Taxation is theft and everyone should get to keep every penny they earn – but if there has to be taxation, the Takers should pay those taxes and the Makers pay no taxes at all, because if we relieve the Makers of all such burdens, because free from the burden of taxes, and all regulation too, they’ll expand their businesses and create all sorts of jobs and the economy will explode with amazing new growth, unless they use all the cash they have lying around to invest in secondary derivatives of hypothetical assets, or hedges against possible losses in those – but that’s okay. It’s their money, not anyone else’s, and this country is about freedom after all. No one should pick on them. That’s immoral. No one except for some Marxist fools and the new Pope begrudges them their success, and if the country goes broke, because there’s not enough money to fund current operations – even if we taxed everyone earning under a hundred grand a year at ninety percent we still couldn’t cover the cost of the wars and all the spying, much less Social Security and Medicare and fixing the roads and bridges – that okay. Everyone knows government is stupid. Stop those current operations, all of them, or at least privatize them. Everyone knows that things work best when someone has to turn a profit on that certain thing, whatever it is. Think about it. If you can’t make money at something, perhaps it wasn’t worth doing in the first place. No wanted to pay for that good or those services, after all. If in the end there were, say, no schools at all, or no roads in certain places, or no parks, or mail service, then the market would have spoken. Things would finally be as they should be.

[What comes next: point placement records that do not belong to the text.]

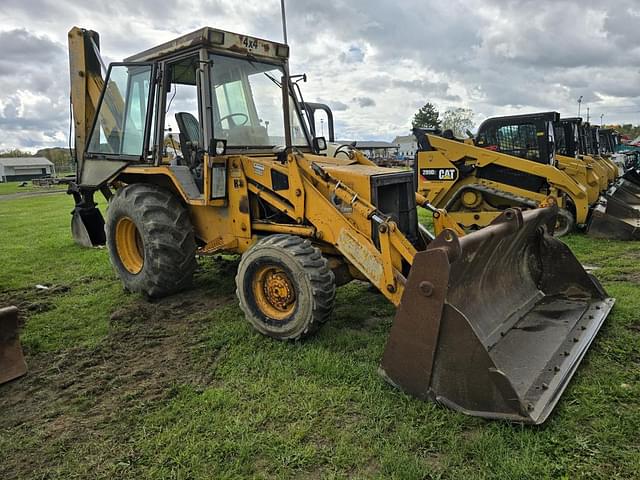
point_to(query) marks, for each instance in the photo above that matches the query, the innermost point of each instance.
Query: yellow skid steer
(12, 364)
(493, 324)
(511, 163)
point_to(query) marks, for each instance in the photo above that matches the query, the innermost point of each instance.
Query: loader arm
(478, 157)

The market knows. Government doesn’t know, as with Obamacare. If people wanted fancy health plans, that covered preexisting conditions and whatnot, or affordable health plans like that, they’d be more than willing to pay for those, and someone would have figured out a way to sell those to them, at a tidy profit. That there was no money to be made insuring people who had been sick and might get sick again, except at sky-high prices, simply proved that doing that sort of thing was irrational. The market had spoken, and Obama messed up everything. Government always distorts markets.

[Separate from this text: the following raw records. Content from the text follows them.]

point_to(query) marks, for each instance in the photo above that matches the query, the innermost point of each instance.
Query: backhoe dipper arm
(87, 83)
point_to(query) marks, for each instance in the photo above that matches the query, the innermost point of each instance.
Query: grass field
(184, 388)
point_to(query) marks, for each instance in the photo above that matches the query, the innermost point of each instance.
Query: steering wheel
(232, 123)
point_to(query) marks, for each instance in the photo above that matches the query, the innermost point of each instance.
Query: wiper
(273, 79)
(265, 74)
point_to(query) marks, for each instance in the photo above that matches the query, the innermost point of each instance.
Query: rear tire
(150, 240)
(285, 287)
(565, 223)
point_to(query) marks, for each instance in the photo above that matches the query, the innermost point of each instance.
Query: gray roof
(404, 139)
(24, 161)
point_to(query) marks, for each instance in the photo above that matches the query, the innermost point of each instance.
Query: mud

This sort of thing has to stop. If people want something badly enough, they’ll be willing to pay for it, and sooner or later someone will see there’s a fortune to be made in taking their money and giving something sort of like what they think they want. There’s no reason for the government to intervene. And it’s the same with unemployment benefits and food stamps and welfare. The market has spoken. Some people really are worthless, and it’s up to them to prove they’re not. Get a job. Sink or swim. Don’t take from those who make, because you think someone owes you something. They don’t. All that matters is self-reliance and personal responsibility. America is a meritocracy, and as Margaret Thatcher, who was more American than even Ronald Reagan once said, there’s no such thing as “society” – that word is just a convenient excuse “for individual deficiencies, disappointments and delinquency” that fools on the left like to toss out there. The whole concept is useless.

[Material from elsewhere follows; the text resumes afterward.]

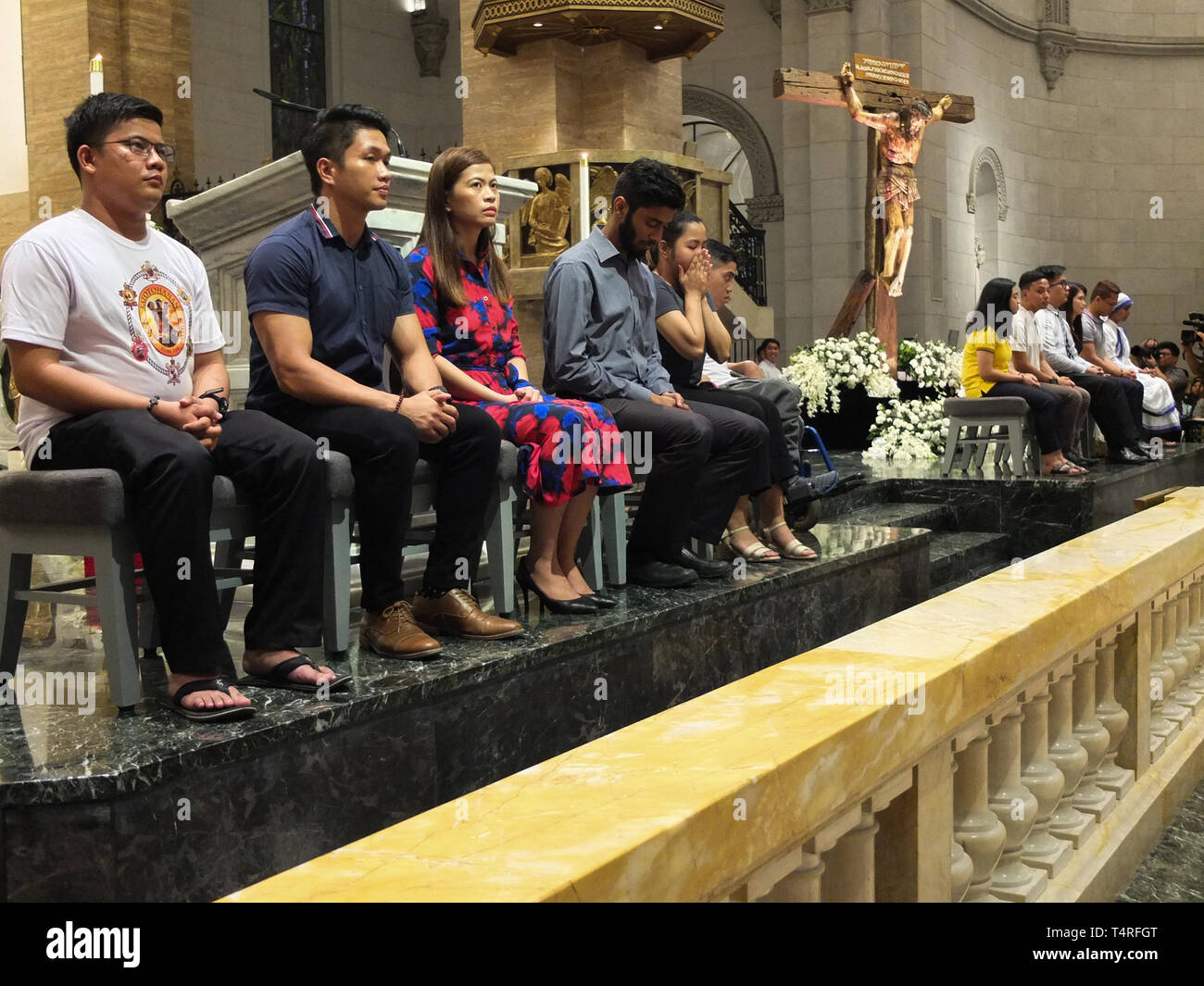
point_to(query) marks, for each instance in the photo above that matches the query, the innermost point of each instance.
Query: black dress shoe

That’s one side of things, and Paul Krugman is taking his Nobel Prize in Economics and leaving Princeton, because he doesn’t believe a word of it and wants to find an even better place to say so – he will join the faculty of the Graduate Center at City University of New York, as a professor in the PhD program in economics, and also become a distinguished scholar at the Graduate Center’s Luxembourg Income Study Center, because more and more of his work has focused on income inequality and “nobody does more important work producing the hard data on which all of this work relies” than that crew in Luxembourg. He will, however, continue his columns in the New York Times, because someone has to explain to America that “the market is always right” is more of a theology than an economic theory.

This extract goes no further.